The art of a second look: New photographs by Reinhart Mlineritsch
It is in the nature of photography that it isolates the displayed image detail of the world, tears it out of the context of a landscape, an architectural ensemble, an event. But it also inserts the pictures into new contexts. The viewer always perceives a photo in a frame – that of an exhibition, an advertising text or, like the photo above, a newspaper page – and thus turns it into a larger piece of the mosaic that the photographer did not know.
The title of our photo is only time and place of origin: “Trimmelkam, Upper Austria, Austria, 2000”. What does it show? An obviously natural structure, enclosed air bubbles on an ice surface. But how can you explain the light-and-shadow games behind it? So an – artificial – glass construction or maybe both: ice on a glass surface? There are many such ambiguities in the work of Salzburg-based photo artist Reinhart Mlineritsch. His motifs are diverse: there are landscapes as well as industrial and architectural photographs, nature studies in extreme close-up and alienated detailed studies of everyday objects.
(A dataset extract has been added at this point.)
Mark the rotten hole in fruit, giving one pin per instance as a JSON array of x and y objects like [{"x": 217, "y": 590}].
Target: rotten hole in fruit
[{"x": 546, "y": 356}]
But what appears like an etude and arbitrary when taking a fleeting glance reveals a paradoxical aesthetic at a second glance, which is necessary for almost every picture: the utmost sharpness and richness of contrast make the object fall prey to an optical uncertainty principle. The hilly landscape from a bird’s eye view is actually a plastic film (or rather a solid paint surface?); transparent garbage bags appear as rock formations.
In analogy to the always easy to commercialize “natural wonders” – also represented in some wonderfully illuminated photos of caves and grottos – one would have to speak in the case of Mlineritschs photogrphs of “culture” – or rather “civilization wonders”: shimmering plastic films in geometric patterns, caterpillar traces in a giant Excavation pit, vegetatively growing cable ends, hoses, chain links – what must appear to the normal, still romantic view as ugly, as a degradation of nature, becomes an abstract work of art under an artificial shadow control. In the direct comparison of organically grown and made things – something of icicle stalactites and a forest of supporting pillars in the shell – the border between world and work itself becomes the subject of the picture. Mlineritsch shows that the concept of a nature that always has beauty on its side is the result of a standardization of perception. Or, in an archetype of aesthetics: that a successful work of art appears as compelling as nature itself. (Frankfurter Allgemeine Zeitung, December 6, 2003).